Jeśli Polak rzeczywiście przejdzie do włoskiego potentata, czekać go będzie pół roku grzania ławy i liczenia na kontuzję podstawowych zawodników. W jego wieku taka sytuacja mogłaby się okazać zgubna.
http://i66.tinypic.com/29w4xm9.jpg
Z tymi zawodnikami miałby konkurować Linetty o miejsce w składzie Napoli (fot.transfermarkt.pl)
Problemem może być również siła Napoli. Karol Linetty o miejsce w składzie musiałby konkurować z Jorginho, Mirko Valdifiorim i Allanem, który w tym momencie jest czołowym środkowym pomocnikiem w Serie A. Nie chcemy źle wróżyć 20-latkowi, ale wygryzienie któregokolwiek z tych piłkarzy graniczyłoby z cudem.
Serie A to nie jest liga dla Polaków
Kolejnym minusem ewentualnego transferu Polaka do Serie A są przykład innych młodych zawodników próbujących podbić Półwysep Apeniński. W ostatnich latach od ściany odbiło się kilku piłkarzy młodego pokolenia z Polski , którzy wydawali się w pełni gotowi do wyjazdu za granicę. Tyle tylko, że wymagająca liga szybko zweryfikowała ich umiejętności.
W ostatnich czterech latach mieliśmy kilka transferów na linii Polska–Włochy. Znaczna większość z nich kończyła się fiaskiem. Do udanych możemy zaliczyć jedynie przejście Łukasza Skorupskiego do Romy i Piotra Zielińskiego do Udinese. Obaj zawodnicy są obecnie wiodącymi postaciami w zespole Empoli, a młody pomocnik przymierzany jest nawet do tego samego klubu co Karol Linetty.

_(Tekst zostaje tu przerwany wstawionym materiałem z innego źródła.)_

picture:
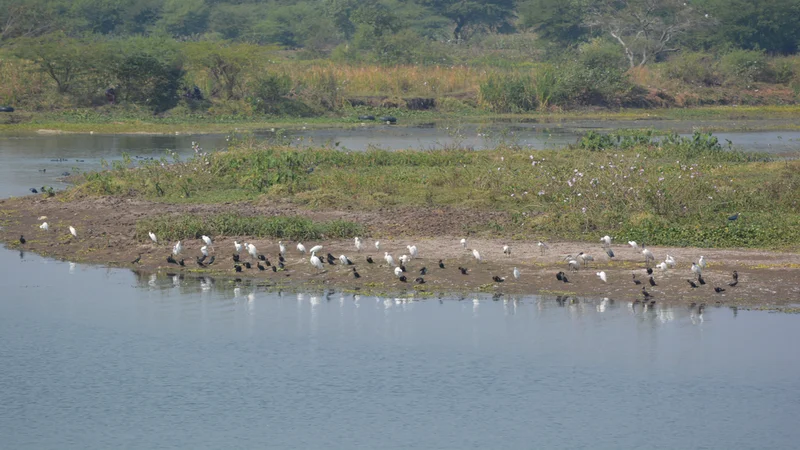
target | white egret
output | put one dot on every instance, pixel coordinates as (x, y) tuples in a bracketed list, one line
[(315, 261), (670, 261), (476, 255), (388, 258)]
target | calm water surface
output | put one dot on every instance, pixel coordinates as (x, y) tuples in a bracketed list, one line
[(95, 358)]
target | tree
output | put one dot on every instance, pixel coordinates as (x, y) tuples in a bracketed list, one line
[(472, 14), (646, 29)]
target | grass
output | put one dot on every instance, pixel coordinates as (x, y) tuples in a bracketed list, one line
[(635, 186), (173, 227)]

Niestety są to odosobnione przypadki. Innym Polakom nie udało się nawet zaistnieć w Serie A. Za największą przestrogę dla pomocnika Lecha należy uznać casus Rafała Wolskiego, który przychodził do Fiorentiny z łatką wielkiego talentu. Jednak były piłkarz Legii, mimo wielu szans, nie przebił się do I składu i teraz znajduje się na wypożyczeniu w Mechelen.
Podobna sytuacja spotkała Pawła Wszołka, który przez cały sezon grał świetnie w Ekstraklasie, by potem kompletnie zatracić formę po transferze do Sampdorii. Skrzydłowy również dostał wiele szans od Sinisy Mihajlovicia, ale jego bilanse w Serie A są kompromitujące. W tym sezonie wylądował w Hellas Veronie, gdzie gra bardzo sporadycznie.
Na tej samej pozycji co Linetty występuje Michał Chrapek, który również marzył, by zrobić karierę we włoskiej lidze. Po transferze do drugoligowej Catanii 23-latek zapomniał, jak się gra w piłkę, został uznany za niewypał i szybko wrócił z podkulonym ogonem do Polski. Obecnie ma problem, żeby przebić się do podstawowej jedenastki Lechii Gdański.
Przykładów takich piłkarzy można podać jeszcze kilka. W końcu w Serie A nie poradzili sobie Bartosz Salamon i Tomasz Kupisz, którzy dopiero na drugoligowym froncie mozolnie odbudowują swoją pozycję.
„Karolu, lepiej wybierz Bundesligę”
Zakończymy ten tekst banałem, ale inaczej skończyć się go nie da. Mimo iż przeszłość wskazuje na to, że transfer młodego piłkarza do Włoch równa się z końcem jego wielkiej kariery, to wszystko zależy od samego Linettego. Jeśli młody pomocnik po ewentualnym transferze do Napoli będzie prezentować taką formę, w jakiej był pod koniec poprzedniego sezonu, cały ten tekst (oby) będzie można wyrzucić do kosza.
Jednak trudno pozbyć się wrażenia, że Serie A to nie jest liga dla naszych rodaków. Dlatego, Karolu, w tym momencie do apelujemy do Ciebie. Jeśli masz na stole oferty dajmy na to z Bundesligi albo Premier League, to wybierz je. Będziemy po prostu o Twoją przyszłość dużo bardziej spokojniejsi.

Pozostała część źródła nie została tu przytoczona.